Open a terminal with a bash-like shell. To list all organizations with at least one entry in the data file:

$ python abglossary.py list orgs

[
    'Amazon',
    'DoorDash',
    'Facebook',
    'Google',
    'LinkedIn',
    'Lyft',
    'Microsoft',
    'Netflix',
    'Optimizely',
    'Tubi',
    'Uber',
    'VWO'
]

Try listing sources and terms as well. To query all entries for a particular organization, let's say Lyft:

$ python abglossary.py query -o Lyft
ABGlossary results for Lyft

The results are printed in a nice table with the Python package Rich.1 The source title is hyperlinked, so you can open the original document in a browser where possible. To get the query results in the original non-tabular format, use the --verbose flag.
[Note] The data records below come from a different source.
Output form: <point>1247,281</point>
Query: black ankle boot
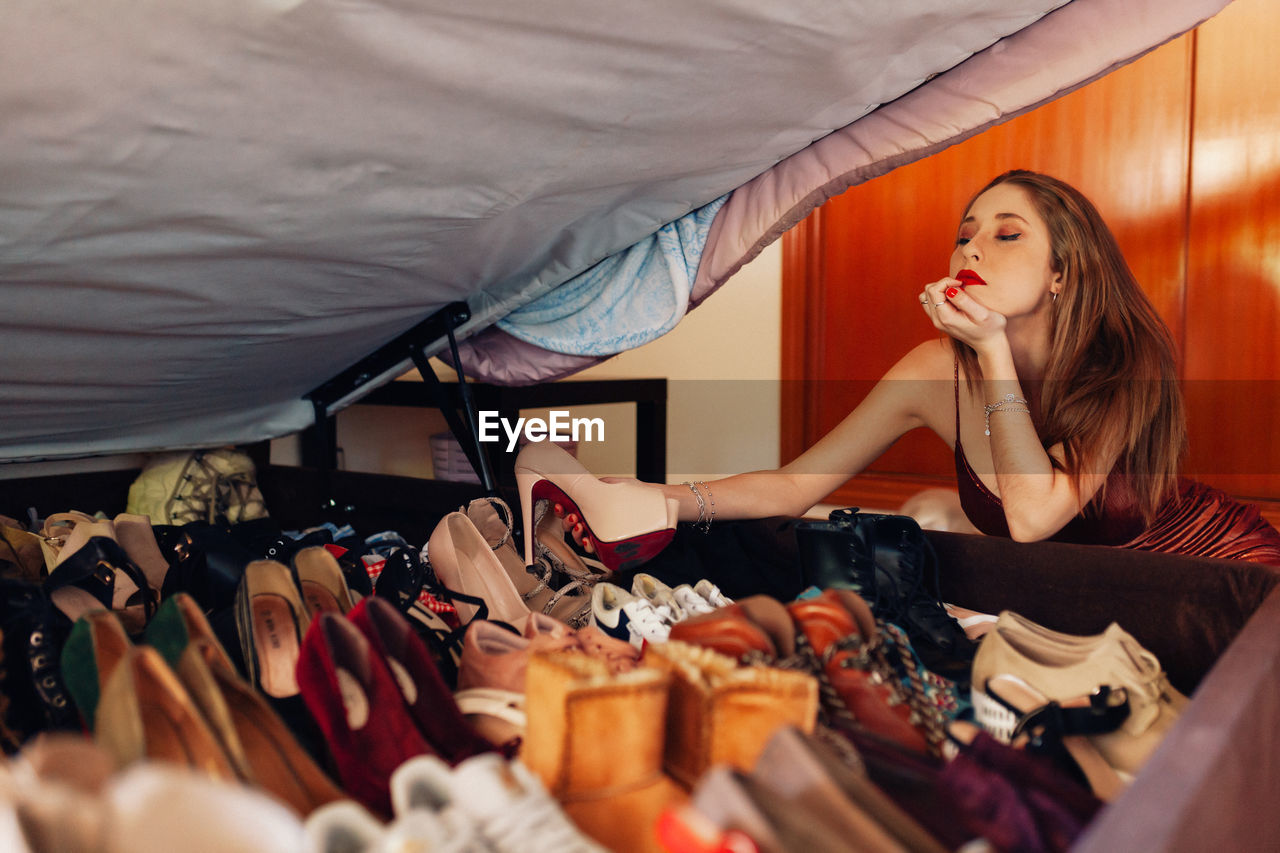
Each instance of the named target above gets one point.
<point>885,560</point>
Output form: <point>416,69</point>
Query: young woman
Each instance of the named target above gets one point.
<point>1055,383</point>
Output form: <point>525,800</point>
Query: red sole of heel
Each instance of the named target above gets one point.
<point>618,555</point>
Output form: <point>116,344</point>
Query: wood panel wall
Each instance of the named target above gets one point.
<point>1179,150</point>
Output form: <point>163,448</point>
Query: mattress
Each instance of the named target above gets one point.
<point>206,210</point>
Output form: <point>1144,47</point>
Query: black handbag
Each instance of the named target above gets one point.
<point>887,559</point>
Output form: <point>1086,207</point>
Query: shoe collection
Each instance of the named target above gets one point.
<point>364,696</point>
<point>485,803</point>
<point>650,609</point>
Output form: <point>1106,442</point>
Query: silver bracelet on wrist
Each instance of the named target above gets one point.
<point>704,519</point>
<point>1009,402</point>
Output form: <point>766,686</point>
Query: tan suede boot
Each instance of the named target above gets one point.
<point>723,714</point>
<point>595,739</point>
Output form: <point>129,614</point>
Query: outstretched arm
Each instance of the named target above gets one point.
<point>892,407</point>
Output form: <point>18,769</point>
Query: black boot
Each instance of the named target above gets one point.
<point>885,560</point>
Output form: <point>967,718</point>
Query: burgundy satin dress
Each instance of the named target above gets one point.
<point>1200,520</point>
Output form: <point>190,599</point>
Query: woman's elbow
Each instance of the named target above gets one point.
<point>1028,529</point>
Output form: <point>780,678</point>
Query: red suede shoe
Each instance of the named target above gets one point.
<point>426,696</point>
<point>353,697</point>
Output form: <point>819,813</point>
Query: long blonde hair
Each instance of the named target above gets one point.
<point>1111,379</point>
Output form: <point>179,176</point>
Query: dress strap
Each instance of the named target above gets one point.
<point>958,400</point>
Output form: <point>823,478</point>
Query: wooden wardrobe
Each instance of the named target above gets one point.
<point>1179,150</point>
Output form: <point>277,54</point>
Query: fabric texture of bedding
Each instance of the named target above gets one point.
<point>209,210</point>
<point>987,89</point>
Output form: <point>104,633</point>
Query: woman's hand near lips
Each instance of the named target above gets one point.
<point>954,311</point>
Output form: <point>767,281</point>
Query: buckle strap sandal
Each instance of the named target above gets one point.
<point>1064,731</point>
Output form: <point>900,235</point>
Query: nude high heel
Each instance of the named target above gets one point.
<point>464,562</point>
<point>627,523</point>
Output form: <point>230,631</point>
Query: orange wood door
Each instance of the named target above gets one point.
<point>1233,293</point>
<point>854,269</point>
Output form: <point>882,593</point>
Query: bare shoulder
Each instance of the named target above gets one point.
<point>928,374</point>
<point>929,360</point>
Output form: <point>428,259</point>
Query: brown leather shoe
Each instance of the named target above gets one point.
<point>723,714</point>
<point>753,626</point>
<point>840,646</point>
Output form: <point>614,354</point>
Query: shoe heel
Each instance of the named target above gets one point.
<point>525,482</point>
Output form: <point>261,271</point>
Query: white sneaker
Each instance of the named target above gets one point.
<point>342,826</point>
<point>629,617</point>
<point>690,601</point>
<point>712,594</point>
<point>658,594</point>
<point>426,815</point>
<point>512,808</point>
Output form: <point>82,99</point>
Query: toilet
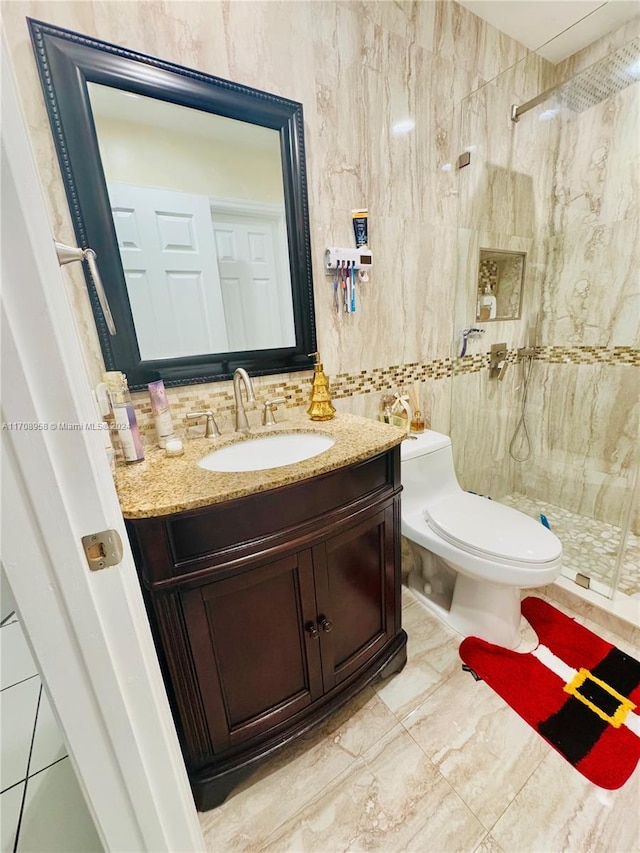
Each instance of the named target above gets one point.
<point>471,555</point>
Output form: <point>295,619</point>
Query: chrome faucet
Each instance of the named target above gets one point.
<point>241,376</point>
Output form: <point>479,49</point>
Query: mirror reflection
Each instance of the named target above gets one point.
<point>198,206</point>
<point>499,286</point>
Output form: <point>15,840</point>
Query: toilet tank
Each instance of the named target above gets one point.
<point>426,469</point>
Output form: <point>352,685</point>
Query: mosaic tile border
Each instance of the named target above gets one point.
<point>296,388</point>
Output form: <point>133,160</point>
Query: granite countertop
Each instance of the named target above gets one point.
<point>162,485</point>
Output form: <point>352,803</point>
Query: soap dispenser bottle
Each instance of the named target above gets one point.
<point>320,408</point>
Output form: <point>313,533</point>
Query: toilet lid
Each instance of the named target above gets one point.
<point>491,529</point>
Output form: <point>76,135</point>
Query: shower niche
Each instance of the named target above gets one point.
<point>499,285</point>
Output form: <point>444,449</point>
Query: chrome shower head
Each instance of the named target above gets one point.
<point>601,80</point>
<point>595,84</point>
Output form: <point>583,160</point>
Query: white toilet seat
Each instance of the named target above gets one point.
<point>491,530</point>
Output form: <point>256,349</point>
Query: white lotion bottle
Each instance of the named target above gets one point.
<point>161,413</point>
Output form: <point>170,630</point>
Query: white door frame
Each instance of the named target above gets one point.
<point>88,630</point>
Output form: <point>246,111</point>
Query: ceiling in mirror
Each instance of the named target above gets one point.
<point>192,192</point>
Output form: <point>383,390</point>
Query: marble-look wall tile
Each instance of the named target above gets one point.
<point>357,68</point>
<point>583,426</point>
<point>462,36</point>
<point>597,50</point>
<point>591,291</point>
<point>597,163</point>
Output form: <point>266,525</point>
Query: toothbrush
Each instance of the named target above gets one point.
<point>353,288</point>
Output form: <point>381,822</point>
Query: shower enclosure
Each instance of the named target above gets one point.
<point>557,435</point>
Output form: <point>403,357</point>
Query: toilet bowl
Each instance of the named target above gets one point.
<point>471,555</point>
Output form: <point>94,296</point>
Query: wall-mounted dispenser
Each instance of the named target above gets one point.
<point>360,259</point>
<point>343,264</point>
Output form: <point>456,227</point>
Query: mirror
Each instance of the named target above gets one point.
<point>499,286</point>
<point>191,190</point>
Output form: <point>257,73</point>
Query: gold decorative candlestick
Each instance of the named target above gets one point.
<point>320,408</point>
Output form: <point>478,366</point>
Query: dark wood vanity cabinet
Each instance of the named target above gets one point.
<point>262,636</point>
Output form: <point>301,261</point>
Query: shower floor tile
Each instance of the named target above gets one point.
<point>589,547</point>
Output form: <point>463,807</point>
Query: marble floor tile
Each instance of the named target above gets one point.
<point>430,761</point>
<point>392,800</point>
<point>559,810</point>
<point>481,746</point>
<point>283,785</point>
<point>432,656</point>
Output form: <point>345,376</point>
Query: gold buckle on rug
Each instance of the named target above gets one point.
<point>625,705</point>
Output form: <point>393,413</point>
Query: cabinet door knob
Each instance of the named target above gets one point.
<point>311,629</point>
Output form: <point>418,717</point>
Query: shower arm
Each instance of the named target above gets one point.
<point>517,110</point>
<point>68,254</point>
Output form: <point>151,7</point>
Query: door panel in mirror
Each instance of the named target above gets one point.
<point>184,311</point>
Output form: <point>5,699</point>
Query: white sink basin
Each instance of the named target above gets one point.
<point>271,451</point>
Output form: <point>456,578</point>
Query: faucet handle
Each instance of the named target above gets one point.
<point>268,409</point>
<point>211,430</point>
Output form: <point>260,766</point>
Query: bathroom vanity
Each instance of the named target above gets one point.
<point>273,596</point>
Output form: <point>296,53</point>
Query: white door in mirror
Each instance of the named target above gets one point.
<point>274,451</point>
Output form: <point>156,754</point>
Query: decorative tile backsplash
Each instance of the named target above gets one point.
<point>295,388</point>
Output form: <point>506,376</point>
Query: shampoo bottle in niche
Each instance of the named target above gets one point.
<point>161,413</point>
<point>124,416</point>
<point>320,408</point>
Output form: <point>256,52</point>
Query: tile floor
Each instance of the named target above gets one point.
<point>427,761</point>
<point>42,807</point>
<point>588,546</point>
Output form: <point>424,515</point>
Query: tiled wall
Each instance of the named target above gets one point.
<point>564,192</point>
<point>357,68</point>
<point>457,77</point>
<point>41,804</point>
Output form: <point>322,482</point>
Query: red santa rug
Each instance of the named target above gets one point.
<point>575,689</point>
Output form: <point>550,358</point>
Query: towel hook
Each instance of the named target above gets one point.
<point>68,254</point>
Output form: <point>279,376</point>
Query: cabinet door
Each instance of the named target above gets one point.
<point>355,589</point>
<point>256,659</point>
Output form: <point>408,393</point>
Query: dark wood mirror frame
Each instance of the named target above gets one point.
<point>67,61</point>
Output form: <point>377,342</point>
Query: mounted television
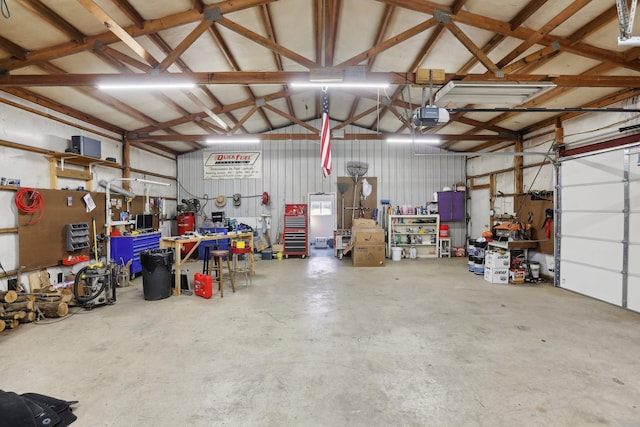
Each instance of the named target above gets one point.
<point>144,222</point>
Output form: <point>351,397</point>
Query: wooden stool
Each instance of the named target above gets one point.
<point>248,262</point>
<point>217,256</point>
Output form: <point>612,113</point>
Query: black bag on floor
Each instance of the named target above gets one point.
<point>34,410</point>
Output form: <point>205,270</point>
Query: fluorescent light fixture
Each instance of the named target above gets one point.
<point>345,85</point>
<point>498,93</point>
<point>409,139</point>
<point>146,86</point>
<point>231,140</point>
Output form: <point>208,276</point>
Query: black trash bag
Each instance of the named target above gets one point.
<point>34,410</point>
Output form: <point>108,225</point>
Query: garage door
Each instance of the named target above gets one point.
<point>600,226</point>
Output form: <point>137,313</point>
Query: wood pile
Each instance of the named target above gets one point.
<point>17,308</point>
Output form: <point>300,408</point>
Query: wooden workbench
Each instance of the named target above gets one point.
<point>176,243</point>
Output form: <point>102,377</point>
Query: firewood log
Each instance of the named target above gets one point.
<point>30,317</point>
<point>16,306</point>
<point>11,324</point>
<point>8,296</point>
<point>54,309</point>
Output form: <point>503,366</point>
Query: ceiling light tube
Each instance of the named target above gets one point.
<point>146,86</point>
<point>408,139</point>
<point>233,141</point>
<point>345,85</point>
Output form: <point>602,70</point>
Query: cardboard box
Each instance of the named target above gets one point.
<point>364,223</point>
<point>368,235</point>
<point>516,276</point>
<point>496,275</point>
<point>372,255</point>
<point>497,259</point>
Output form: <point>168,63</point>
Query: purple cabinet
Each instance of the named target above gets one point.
<point>451,205</point>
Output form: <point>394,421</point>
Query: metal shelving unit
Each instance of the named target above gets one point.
<point>420,231</point>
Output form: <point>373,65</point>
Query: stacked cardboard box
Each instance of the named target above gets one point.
<point>496,266</point>
<point>367,244</point>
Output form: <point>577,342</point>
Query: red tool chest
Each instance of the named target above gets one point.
<point>296,233</point>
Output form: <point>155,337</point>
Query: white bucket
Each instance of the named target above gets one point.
<point>535,269</point>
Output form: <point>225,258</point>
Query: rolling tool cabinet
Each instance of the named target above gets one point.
<point>296,233</point>
<point>130,247</point>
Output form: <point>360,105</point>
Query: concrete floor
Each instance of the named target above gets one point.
<point>316,342</point>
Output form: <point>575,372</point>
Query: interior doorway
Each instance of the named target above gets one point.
<point>322,223</point>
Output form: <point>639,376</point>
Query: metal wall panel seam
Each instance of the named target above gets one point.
<point>584,264</point>
<point>626,228</point>
<point>592,239</point>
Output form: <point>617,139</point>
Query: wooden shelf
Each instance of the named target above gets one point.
<point>58,161</point>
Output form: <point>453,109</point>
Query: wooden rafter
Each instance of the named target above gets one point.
<point>291,118</point>
<point>167,22</point>
<point>311,136</point>
<point>263,41</point>
<point>268,24</point>
<point>39,8</point>
<point>15,50</point>
<point>120,32</point>
<point>332,15</point>
<point>233,64</point>
<point>185,44</point>
<point>471,47</point>
<point>284,77</point>
<point>535,37</point>
<point>131,12</point>
<point>499,27</point>
<point>389,43</point>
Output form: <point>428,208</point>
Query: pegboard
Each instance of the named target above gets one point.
<point>531,210</point>
<point>43,244</point>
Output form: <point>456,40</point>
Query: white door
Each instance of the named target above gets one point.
<point>478,206</point>
<point>592,227</point>
<point>322,216</point>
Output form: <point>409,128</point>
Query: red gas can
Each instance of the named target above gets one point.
<point>203,285</point>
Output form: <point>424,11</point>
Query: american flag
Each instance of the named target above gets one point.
<point>325,139</point>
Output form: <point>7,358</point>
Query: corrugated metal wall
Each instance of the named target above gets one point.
<point>406,174</point>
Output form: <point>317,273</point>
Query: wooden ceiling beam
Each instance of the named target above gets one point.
<point>523,33</point>
<point>220,110</point>
<point>268,24</point>
<point>52,105</point>
<point>389,43</point>
<point>46,13</point>
<point>150,27</point>
<point>332,16</point>
<point>15,50</point>
<point>131,12</point>
<point>124,58</point>
<point>233,64</point>
<point>318,23</point>
<point>594,25</point>
<point>308,136</point>
<point>285,77</point>
<point>526,12</point>
<point>471,47</point>
<point>244,119</point>
<point>536,36</point>
<point>292,118</point>
<point>119,31</point>
<point>185,44</point>
<point>198,5</point>
<point>380,32</point>
<point>265,42</point>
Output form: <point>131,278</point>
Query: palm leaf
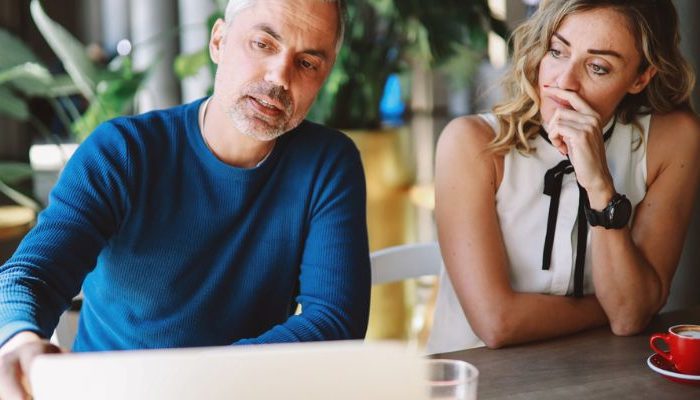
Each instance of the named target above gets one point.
<point>68,49</point>
<point>13,52</point>
<point>12,106</point>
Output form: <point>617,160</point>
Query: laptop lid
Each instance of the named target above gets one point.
<point>306,371</point>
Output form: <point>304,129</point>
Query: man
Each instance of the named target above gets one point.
<point>207,223</point>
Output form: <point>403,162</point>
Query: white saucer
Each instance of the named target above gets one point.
<point>663,367</point>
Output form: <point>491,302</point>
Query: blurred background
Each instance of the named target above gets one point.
<point>406,68</point>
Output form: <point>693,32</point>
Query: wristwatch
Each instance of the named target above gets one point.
<point>615,215</point>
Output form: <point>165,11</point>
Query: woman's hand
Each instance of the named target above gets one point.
<point>575,129</point>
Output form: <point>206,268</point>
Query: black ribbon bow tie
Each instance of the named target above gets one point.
<point>552,187</point>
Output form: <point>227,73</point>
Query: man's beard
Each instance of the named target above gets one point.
<point>258,125</point>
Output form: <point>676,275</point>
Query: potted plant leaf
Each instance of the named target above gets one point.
<point>109,91</point>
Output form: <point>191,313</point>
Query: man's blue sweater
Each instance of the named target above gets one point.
<point>178,249</point>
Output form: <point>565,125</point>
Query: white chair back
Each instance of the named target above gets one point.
<point>405,262</point>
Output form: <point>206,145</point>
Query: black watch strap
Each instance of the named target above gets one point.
<point>615,215</point>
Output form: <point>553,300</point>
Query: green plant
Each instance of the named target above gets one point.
<point>386,37</point>
<point>110,89</point>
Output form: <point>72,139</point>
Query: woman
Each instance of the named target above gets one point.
<point>566,208</point>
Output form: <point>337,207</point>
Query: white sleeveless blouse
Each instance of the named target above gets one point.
<point>523,211</point>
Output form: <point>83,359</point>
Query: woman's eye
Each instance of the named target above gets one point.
<point>555,53</point>
<point>599,70</point>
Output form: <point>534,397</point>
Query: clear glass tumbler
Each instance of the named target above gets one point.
<point>452,380</point>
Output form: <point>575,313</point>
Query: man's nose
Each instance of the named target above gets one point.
<point>279,71</point>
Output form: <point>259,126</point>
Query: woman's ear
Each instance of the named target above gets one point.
<point>642,80</point>
<point>216,42</point>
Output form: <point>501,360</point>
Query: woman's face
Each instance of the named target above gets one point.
<point>593,54</point>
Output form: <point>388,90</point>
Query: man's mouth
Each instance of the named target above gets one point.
<point>265,106</point>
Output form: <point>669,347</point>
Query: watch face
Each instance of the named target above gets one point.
<point>619,212</point>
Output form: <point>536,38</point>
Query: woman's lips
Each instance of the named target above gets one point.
<point>561,102</point>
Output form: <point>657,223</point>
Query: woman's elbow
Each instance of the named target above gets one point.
<point>630,325</point>
<point>494,332</point>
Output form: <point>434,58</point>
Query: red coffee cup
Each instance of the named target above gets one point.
<point>683,342</point>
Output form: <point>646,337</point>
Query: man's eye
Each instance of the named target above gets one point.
<point>307,64</point>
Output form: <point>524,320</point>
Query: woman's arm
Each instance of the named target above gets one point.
<point>467,178</point>
<point>633,269</point>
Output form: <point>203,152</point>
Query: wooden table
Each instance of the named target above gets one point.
<point>590,365</point>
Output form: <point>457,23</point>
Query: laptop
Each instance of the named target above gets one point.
<point>347,370</point>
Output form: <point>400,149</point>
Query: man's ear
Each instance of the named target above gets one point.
<point>642,80</point>
<point>216,42</point>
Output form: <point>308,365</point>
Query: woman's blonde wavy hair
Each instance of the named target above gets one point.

Suppose we want to find how various organizations use a particular term, let's say variant. To get that info:

$ python abglossary.py query -t variant
ABGlossary results for 'variant'

Finally, we can filter by both organization and term to answer the first question in the intro:

$ python abglossary.py query -o Google -t variant

ABGlossary results for Google and 'variant'

Feedback and submissions

Please feel free to add entries to the raw data, by submitting a pull request in the GitHub repo. Bug reports to that repo are welcome as well.

ABGlossary has a modest scope and ambition, but we've found it useful in our reading and writing and we hope it might help others in a small way as well. If you do find it useful, please let us know—this will help us prioritize a second version with our own taxonomy of key concepts.

Notes

  1. Learning how to use Rich was admittedly one of the reasons to create the ABGlossary CLI.